Using an in vitro model of tissue damage, some of us previously mimicked the ability of HUCPCs to migrate towards the injury site in vivo and predicted their capacity to secrete cytokines and trophic factors [71]. Envisioning a possible clinical application of stem cells in the context of extremely immature newborns with an acute lung injury, where alveolar type II cells crucial for producing surfactant and regulating alveolar fluid levels and host defense are damaged, HUC can be readily considered as a convenient source of stem cells. Consequently, a coculture model of pulmonary tissue damage was set up, where an alveolar type II cell line was damaged with bleomycin, an anticancer drug with known pulmonary toxicity [71]. Dye-labeled HUCPCs in coculture were mobilized and migrated towards the damaged alveolar type II cells. HUCPCs showed a great ability to secrete angiogenic/antiapoptotic cytokines and trophic factors compared to the control, in particular high level of keratinocyte growth factor (KGF) [71]. KGF appears to play a crucial role mediating tissue improvement in a range of experimental lung injuries, presumably due to its versatile effects including cellular repair, cytoprotection, and alveolar fluid clearance modulation and immunomodulation [121, 122]. Similarly, skeletal muscle-derived PCs secrete high levels (superior to those of BM-MSCs) of KGF and vascular endothelial growth factor (VEGF) as well as heparin binding-epidermal growth factor (HB-EGF) and basic-fibroblast growth factor (bFGF), which are all considered playing critical roles during wound healing [123, 124].

The abundance of mesenchymogenic progenitors in the SVF of adipose tissue (5,000 CFU-F per gram) [125] provides a great advantage for the development of clinical applications without any in vitro expansion requirements [126, 127]. ASC-based therapeutic strategies have been proposed for either regenerative or targeted therapies and often rely on native tropism of ASCs for wound healing, inflammation, or cancer. Although investigations of cell adhesion and migration in purified ACs are currently ongoing, much can be learned from the unfractionated ASCs which have been shown to home to sites of injury and promote tissue repair following systemic injections in animal models of myocardial infarction [128, 129], liver injury [130, 131], olfactory dysfunction [132], hypoxia-ischemia induced brain damage [133], allergic rhinitis [134], inflammatory neuropathy [135], sciatic crush [136], cranial injury [137], and muscular dystrophy [138, 139]. The migratory activity of early-passage ASCs can be modulated by a set of chemokines and growth factors, including PDGF-AB, TGF-1, and TNF [140]. These soluble factors can stimulate ASCs via activation of an array of migration-associated receptors such as C-C chemokine receptor types 1 and 7 (CCR1, CCR7), C-X-C chemokine receptor types 4, 5, and 6 (CXCR4, CXCR5, CXCR6), EGF receptor, fibroblast growth factor receptor 1, TGF- receptor 2, TNF receptor superfamily member 1A, and PDGF receptors and [140–142].

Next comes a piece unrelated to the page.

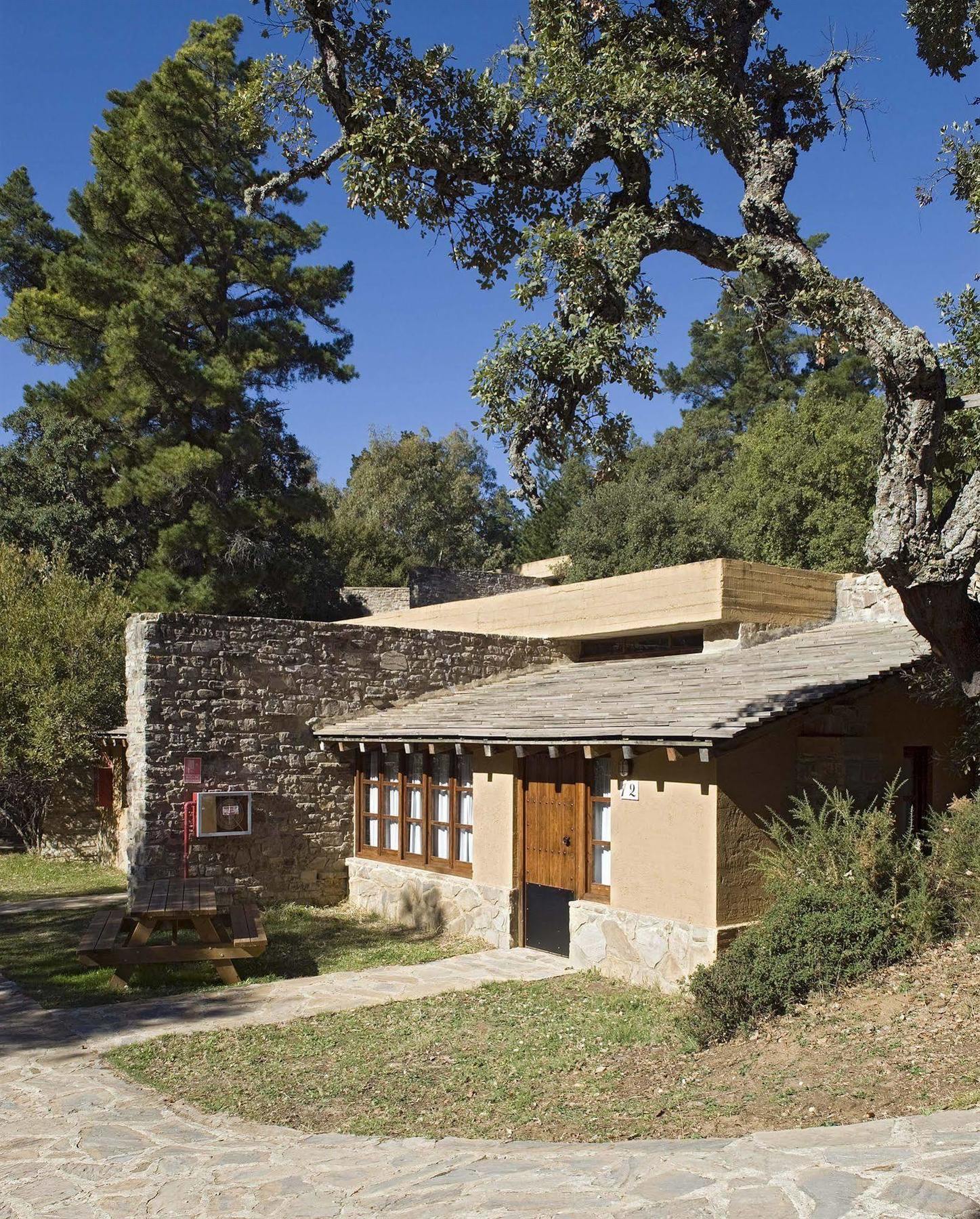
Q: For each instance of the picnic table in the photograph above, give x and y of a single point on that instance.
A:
(172, 903)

ASCs have been proposed to affect various neighboring cells within the subcutaneous tissue via paracrine signals during active remodeling processes such as wound healing [143–145]. In a recent study, ASC-conditioned medium promoted in vitro migration of vascular ECs, fibroblasts, and keratinocytes [146]. These data support the impact of ASCs on the proliferation and recruitment of these distinct cell subsets during wound healing via secretion of high levels of promigratory cytokines, including angiopoietin-like-1, EGF, FGF, HGF, TGF, SDF-1, and VEGF [145–149].

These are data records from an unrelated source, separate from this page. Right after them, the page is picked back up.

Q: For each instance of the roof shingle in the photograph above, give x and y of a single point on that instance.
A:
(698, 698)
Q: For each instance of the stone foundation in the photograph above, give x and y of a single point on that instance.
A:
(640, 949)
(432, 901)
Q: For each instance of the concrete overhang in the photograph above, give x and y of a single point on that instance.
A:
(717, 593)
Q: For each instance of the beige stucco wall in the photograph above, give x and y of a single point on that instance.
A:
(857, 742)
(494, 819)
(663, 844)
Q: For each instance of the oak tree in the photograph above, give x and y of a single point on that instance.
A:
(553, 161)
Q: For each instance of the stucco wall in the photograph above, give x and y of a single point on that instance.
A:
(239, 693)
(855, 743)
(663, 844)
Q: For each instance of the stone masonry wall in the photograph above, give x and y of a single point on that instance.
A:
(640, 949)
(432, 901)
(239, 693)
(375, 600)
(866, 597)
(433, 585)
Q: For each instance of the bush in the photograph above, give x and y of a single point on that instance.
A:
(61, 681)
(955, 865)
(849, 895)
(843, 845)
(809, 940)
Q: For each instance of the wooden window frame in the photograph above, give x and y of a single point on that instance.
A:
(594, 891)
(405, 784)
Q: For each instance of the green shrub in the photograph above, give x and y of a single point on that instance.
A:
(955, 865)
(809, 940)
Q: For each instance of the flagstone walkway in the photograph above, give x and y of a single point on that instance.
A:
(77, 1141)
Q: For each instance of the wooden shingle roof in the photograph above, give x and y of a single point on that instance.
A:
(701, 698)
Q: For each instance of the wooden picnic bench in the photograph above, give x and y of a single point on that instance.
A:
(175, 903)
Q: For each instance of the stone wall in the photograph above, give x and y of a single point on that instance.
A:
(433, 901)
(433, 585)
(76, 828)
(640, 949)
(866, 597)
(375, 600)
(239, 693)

Similarly to BM-MSCs [150, 151], ASCs have been associated with enhanced migratory activities during tumorigenesis. ASC tropism towards various tumors such as glioma [152, 153], colon cancer [154], and prostate cancer [155] has been exploited to develop targeted therapies. On the other hand, ASCs can modulate the migration of cancer cells, promoting metastasis of breast cancer cells [156, 157] via CCR5/CCL5 signaling in animal models despite the inhibition of breast cancer metastasis in a different model [158]. An antimetastatic result was also observed with pancreas cancer cells [159].

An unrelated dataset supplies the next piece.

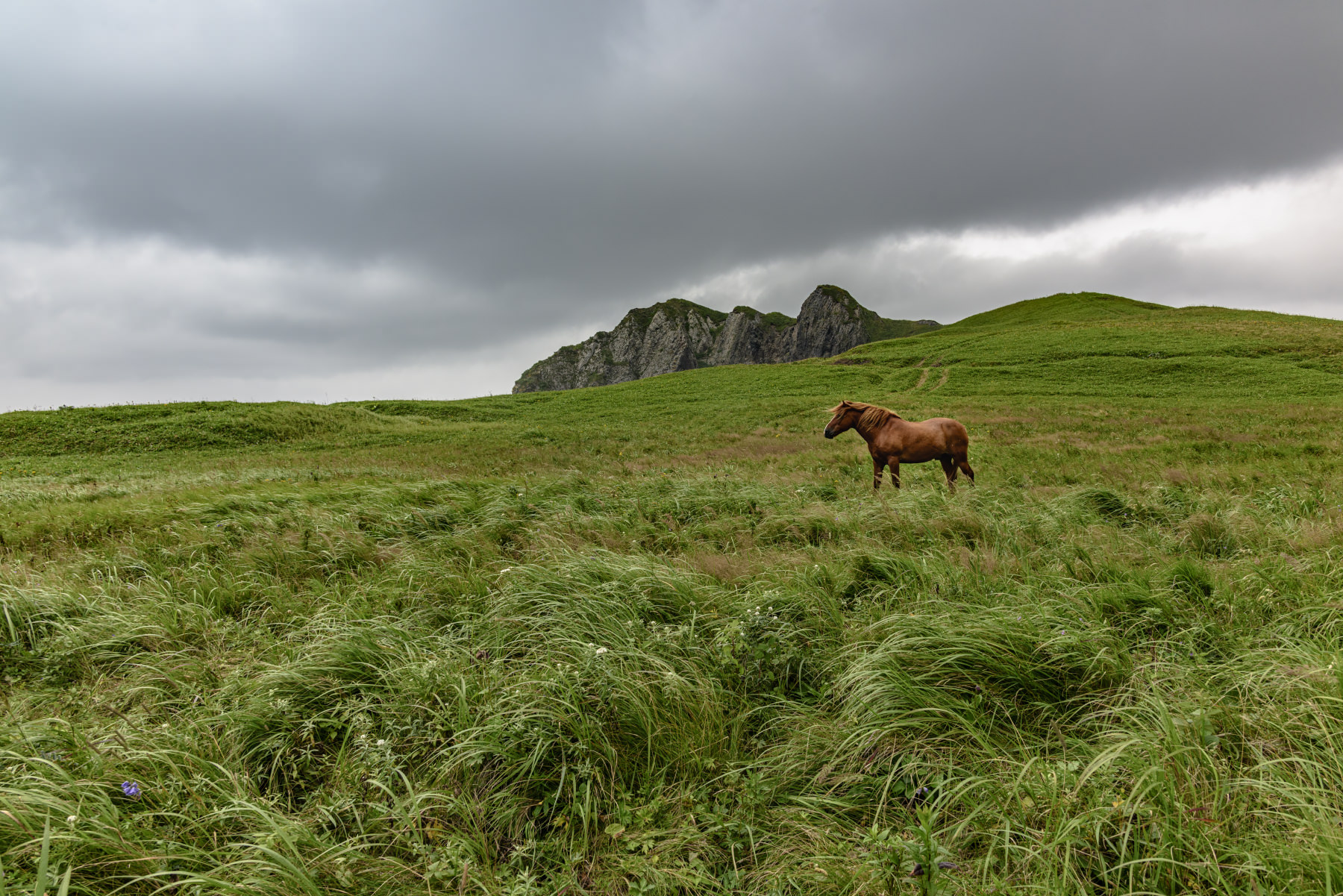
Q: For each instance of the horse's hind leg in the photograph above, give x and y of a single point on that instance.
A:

5.3. Cellular Response to Hypoxia

Hypoxia has been shown to promote proliferation and migration of both PCs and MSCs [160, 161]. A recent study highlighted the involvement of the ERK signaling pathway during the modulation of mitogenic and chemotactic responses of human muscle PCs to a low oxygen concentration (6% O₂). This activation of ERK signaling and associated integrins occurred without any detectable alteration on the cell phenotypes or differentiation potentials [160, 162]. A number of growth factors, including PDGF, EGF, and FGF, can activate the Ras-Raf-MEK1/2-ERK signaling axis [163], which controls the adhesion dynamics and cell migratory properties via formation of protrusions within cell membrane and enhancement of the focal adhesion turnover [164]. Culture of MSCs in hypoxic conditions also resulted in higher survival and migration in a hind-limb ischemia model, presumably through Akt signaling [165]. The activation of the Akt pathway has been linked to the cell migratory ability and can be mediated by hepatocyte growth factor (HGF). MSCs under hypoxia exhibited higher expression of cMet, a critical HGF receptor [165, 166], and two receptors of the chemokine stromal-derived factor-1 (SDF-1), CXCR4 and CXCR7, whose expression can also be mediated by hypoxia via the hypoxia-inducible factor-1 alpha (HIF-1) and Akt phosphorylation [167]. Additionally, even under a 2.5% O₂ hypoxia, the paracrine function of PCs remained highly active when compared to 21% O₂ normoxic culture, with increased expression of VEGF-A, PDGF-B, and TGF1 and decreased expression of angiopoietin-1, bFGF, EGF, HGF, and MCP-1, and similar levels of leukemia inhibitory factor (LIF), cyclooxygenase-2 (COX-2/PTGS-2, prostaglandin endoperoxide synthase-2), heme oxygenase-1 (HMOX-1), IL-6, HIF-1, and MMP-2 [168]. Understanding cellular responses of perivascular MSC precursors and MSCs to hypoxia would help researchers and clinicians to develop better approaches to improve the efficacy of MSC-based cell therapy, including genetic modification, cellular preconditioning, and pharmacological adjunct therapy [9].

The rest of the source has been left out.